Hi all,
I have been learning linux and have a secondary monitor that I wanted to use for showing some sensor data. Currently I need to manually enter in three commands and then arrange my windows each time I want to look at (and start-up, etc). I am using the nethogs, inxi, and lm-sensors libraries:
sudo nethogs
watch -n1 "inxi -s"
watch -n1 "sensors | grep Tdie"
The end result looks something like this:
https://i.ibb.co/TgWXKSn/sensors.png
Is it possible/easy to script the opening of these three terminal windows and position them onto a specific monitor? Or is there a completely different better way to go about this?
Also, is there a way for me to custom arrange the data on the screen? Eg, could I put the sensors "Tdie" data into two columns and remove the "high = +70.0 C" info?
[Beyond this specific case, is there a general solution with, say, a directory containing a separate shell script for launching each program, with a master script that specifies terminal width/height as well as (x,y) coordinates? --Ed.]
(Score: 2) by jimtheowl on Thursday January 17 2019, @03:12AM (3 children)
The history command is useful for capturing any sequence of commands you just typed. Just redirect it to a file. That file then become the basis for your script.
ie:
history > myscript
Add !/bin/sh at the start (for scripts, sh is more portable than bash), remove anything not required. You can replace values with variables if you want to make it more generic.
That is it.
(Score: 2, Informative) by Anonymous Coward on Thursday January 17 2019, @03:33AM (1 child)
Very helpful tip. Thank you.

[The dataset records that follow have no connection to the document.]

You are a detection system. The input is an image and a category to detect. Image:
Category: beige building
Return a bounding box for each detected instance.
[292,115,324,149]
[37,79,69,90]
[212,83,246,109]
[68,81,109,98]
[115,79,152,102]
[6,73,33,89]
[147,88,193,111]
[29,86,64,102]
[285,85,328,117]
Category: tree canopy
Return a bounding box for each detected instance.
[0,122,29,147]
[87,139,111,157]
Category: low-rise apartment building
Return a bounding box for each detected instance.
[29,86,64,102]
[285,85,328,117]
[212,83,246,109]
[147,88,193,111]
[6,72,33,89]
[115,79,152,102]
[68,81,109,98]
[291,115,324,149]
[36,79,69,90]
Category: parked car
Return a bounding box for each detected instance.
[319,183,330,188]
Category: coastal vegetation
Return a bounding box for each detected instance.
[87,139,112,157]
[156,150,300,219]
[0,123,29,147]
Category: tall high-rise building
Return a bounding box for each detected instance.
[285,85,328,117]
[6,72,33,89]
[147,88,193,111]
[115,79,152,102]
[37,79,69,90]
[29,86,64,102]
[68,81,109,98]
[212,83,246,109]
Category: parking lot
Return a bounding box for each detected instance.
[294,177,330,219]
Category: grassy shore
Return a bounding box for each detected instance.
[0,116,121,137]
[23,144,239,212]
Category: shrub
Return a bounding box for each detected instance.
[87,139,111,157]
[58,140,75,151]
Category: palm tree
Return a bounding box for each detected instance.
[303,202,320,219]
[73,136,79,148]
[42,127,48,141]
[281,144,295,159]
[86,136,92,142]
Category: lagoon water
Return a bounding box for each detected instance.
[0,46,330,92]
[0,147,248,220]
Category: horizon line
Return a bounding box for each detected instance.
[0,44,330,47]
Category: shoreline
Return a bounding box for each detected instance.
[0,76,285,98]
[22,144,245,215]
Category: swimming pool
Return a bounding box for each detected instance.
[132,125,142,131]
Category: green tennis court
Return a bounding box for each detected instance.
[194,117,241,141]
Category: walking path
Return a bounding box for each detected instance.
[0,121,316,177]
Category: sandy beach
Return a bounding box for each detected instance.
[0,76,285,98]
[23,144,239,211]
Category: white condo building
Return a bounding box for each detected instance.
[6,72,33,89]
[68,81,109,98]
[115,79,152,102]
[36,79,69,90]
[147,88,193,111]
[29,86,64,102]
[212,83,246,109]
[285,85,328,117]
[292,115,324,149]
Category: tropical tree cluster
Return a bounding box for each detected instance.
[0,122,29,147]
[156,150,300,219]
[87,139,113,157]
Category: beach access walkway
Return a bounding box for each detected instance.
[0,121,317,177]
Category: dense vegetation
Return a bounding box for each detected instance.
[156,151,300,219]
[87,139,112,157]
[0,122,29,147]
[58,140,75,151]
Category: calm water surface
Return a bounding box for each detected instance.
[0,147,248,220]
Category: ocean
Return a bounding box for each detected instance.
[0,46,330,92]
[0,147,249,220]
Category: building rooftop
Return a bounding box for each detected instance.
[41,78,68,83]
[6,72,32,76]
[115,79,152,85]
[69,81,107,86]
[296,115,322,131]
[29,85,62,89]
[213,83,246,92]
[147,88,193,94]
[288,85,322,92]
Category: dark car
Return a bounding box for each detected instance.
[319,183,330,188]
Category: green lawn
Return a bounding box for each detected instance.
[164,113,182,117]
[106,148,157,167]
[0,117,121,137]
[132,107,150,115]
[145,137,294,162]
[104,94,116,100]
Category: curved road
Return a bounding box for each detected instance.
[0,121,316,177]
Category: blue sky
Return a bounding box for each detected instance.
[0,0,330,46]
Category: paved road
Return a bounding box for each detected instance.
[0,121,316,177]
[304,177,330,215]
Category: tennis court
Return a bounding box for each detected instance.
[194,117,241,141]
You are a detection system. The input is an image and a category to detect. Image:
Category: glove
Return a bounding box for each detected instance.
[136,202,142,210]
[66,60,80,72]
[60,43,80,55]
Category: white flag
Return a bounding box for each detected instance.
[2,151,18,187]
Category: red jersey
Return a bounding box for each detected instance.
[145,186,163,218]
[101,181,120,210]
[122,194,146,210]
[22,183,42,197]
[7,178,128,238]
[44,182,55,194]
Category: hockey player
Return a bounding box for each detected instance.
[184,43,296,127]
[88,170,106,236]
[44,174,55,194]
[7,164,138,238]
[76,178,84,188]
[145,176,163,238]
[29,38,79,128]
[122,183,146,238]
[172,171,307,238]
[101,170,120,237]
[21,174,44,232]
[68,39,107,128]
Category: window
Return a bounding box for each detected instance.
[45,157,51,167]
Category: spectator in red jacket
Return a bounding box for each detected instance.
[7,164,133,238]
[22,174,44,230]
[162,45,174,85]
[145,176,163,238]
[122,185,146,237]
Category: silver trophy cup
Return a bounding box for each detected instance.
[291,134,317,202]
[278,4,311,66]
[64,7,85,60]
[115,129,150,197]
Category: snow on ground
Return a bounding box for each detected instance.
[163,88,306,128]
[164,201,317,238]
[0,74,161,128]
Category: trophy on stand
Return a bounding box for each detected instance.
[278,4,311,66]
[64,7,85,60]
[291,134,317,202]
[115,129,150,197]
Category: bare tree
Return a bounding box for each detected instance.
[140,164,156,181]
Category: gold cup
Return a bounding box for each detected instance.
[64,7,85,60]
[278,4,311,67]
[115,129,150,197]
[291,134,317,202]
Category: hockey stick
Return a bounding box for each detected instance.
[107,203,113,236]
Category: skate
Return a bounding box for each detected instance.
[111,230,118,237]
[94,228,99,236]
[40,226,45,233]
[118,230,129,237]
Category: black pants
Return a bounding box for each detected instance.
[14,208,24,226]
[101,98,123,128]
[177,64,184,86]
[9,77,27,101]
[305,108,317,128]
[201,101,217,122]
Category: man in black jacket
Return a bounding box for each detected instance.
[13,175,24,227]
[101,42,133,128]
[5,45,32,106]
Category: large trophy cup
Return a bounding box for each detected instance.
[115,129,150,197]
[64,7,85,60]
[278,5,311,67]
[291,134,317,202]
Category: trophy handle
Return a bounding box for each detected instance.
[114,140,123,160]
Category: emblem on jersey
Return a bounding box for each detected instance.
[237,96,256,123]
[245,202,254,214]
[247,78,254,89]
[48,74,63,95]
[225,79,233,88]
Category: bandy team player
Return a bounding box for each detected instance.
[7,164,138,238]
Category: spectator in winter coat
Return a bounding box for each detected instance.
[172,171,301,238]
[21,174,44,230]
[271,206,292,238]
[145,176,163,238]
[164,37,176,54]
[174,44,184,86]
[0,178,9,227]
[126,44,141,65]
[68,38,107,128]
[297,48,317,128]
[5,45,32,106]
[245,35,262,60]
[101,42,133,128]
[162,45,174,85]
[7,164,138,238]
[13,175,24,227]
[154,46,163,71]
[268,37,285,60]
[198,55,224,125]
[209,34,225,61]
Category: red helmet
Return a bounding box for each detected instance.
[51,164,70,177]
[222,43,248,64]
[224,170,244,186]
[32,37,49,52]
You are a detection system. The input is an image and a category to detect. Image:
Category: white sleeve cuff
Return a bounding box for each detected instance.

Except when I try to run something it opens in its own window:
I am sure I will figure it out though.
(Score: 0) by Anonymous Coward on Thursday January 17 2019, @04:06AM
not sure about gnome-terminal, but xterm and others use -e flag for this:
xterm --geometry 73x31+100+300 -e watch -n1 inxi -z -F
You can also use the flags to set window name/title/class to do some automatic detection for positioning etc.
(Score: 2) by maxwell demon on Thursday January 17 2019, @06:56AM
That should be #!/bin/sh
The Tao of math: The numbers you can count are not the real numbers.